Jan 112008

Here are a few things that have occupied some space in my brain over the last few days while driving seemingly endlessly, back and forth to the studio, rehearsal, super-secret location of the Winnebago etc.

As you know, I rarely listen to music while I’m driving. A few months ago, after a playing seven sets at a Parrothead party, veteran drummer/singer and all around good guy, Gary Hodges posed this query; “Jack, do you ever just get tired of music?”. Yes, Gary I do. I use my driving time to do deep breathing exercises and repetition of mantras. When I tire of those activities, I will light up a Pall Mall and try to surmise what is going on in the world. There are two talk radio choices in the local arena. One is a FoxNews affiliate and one is an ESPN. I frantically toggle between the two and, next thing you know, I’ve reached my destination, generally without hearing anything of worth.

Now that I’ve set the scene, here are the things on my mind.

pundit Pronunciation[puhn-dit]

noun

1. a learned person, expert, or authority.
2. a person who makes comments or judgments, esp. in an authoritative manner; critic or commentator.

To all the highly paid broadcasters at Fox and ESPN; it is PUNDIT (puhn-dit). It is not pronounced PUNDINT. I have heard pundiNt so many times that I thought I was saying it wrong. Pundint, idiots. I had to look it up to make sure I wasn’t losing my mind.

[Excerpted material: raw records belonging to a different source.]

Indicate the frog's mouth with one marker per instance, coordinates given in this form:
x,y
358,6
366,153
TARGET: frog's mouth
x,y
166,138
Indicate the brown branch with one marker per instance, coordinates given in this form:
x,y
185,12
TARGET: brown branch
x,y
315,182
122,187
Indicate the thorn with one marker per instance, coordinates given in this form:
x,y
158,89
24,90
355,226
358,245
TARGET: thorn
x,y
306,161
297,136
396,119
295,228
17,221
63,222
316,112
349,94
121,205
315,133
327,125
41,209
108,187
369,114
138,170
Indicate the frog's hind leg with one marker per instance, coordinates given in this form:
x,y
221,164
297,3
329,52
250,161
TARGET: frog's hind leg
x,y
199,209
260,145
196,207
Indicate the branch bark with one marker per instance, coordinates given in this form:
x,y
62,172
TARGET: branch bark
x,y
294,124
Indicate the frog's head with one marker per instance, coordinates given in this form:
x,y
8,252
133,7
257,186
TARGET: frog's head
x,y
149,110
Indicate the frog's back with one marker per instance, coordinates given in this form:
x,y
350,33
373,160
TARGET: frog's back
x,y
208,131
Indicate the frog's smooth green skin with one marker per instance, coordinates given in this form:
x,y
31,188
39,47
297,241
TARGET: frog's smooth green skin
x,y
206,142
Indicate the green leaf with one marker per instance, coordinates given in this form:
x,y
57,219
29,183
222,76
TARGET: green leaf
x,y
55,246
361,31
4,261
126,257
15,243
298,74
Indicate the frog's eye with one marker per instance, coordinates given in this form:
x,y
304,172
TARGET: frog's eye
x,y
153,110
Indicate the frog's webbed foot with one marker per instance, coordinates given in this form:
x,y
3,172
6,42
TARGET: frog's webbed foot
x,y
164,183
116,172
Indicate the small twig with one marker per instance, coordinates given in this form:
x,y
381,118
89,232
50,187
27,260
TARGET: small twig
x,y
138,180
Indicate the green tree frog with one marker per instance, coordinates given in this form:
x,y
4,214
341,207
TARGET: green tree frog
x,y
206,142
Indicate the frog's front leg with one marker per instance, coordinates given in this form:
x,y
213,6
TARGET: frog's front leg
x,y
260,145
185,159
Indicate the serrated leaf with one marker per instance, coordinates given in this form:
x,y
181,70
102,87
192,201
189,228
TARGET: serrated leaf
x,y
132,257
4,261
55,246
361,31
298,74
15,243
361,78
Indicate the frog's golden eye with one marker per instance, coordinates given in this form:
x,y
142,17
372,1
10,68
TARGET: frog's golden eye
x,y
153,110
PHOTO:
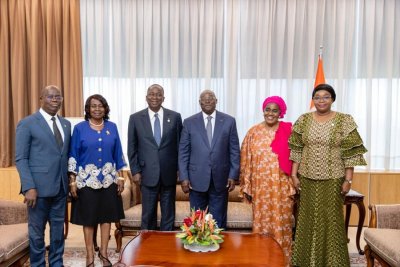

By the way, for future use; pundititic is a wonderful sounding adjective and punditically is an even more glorious adverb.

The next topic of my wrath is celebrity doctors. Dr. Phil, Dr. Drew, Dr. Laura-they’re all weasels. Doctors, are supposed to help people. I’m pretty sure that the Hippocratic oath has nothing in there that says you should exploit your patient’s genuine problems and parlay that into fame, fortune, power and a better table at whatever bistro you choose to ingest your favorite progressive, southwestern, fusion sushi.

Doctors should be like bass players. They should be rock solid, always there when you need them and dedicating their lives to make you better. Lou Whitney says: “If you walk off stage and a pretty girl comes up to you and says, ‘You are a fantastic bass player.’ then, you are doing it wrong”. If you are a “celebrity doctor”, you are doing it wrong.

All the celebrity doctors should be rounded up, individually collared and manacled, chained together, put into a large wooden crate and shipped by FedEx to Caracas and permanently handed over to this guy…

chavez-doll.jpg

…for use in social experiments, guest slots on Hugo’s variety show, and to treat the real, worthy celebrities, Sean Penn, Oliver Stone, Kevin Spacey etc., etc., etc., when they are in town.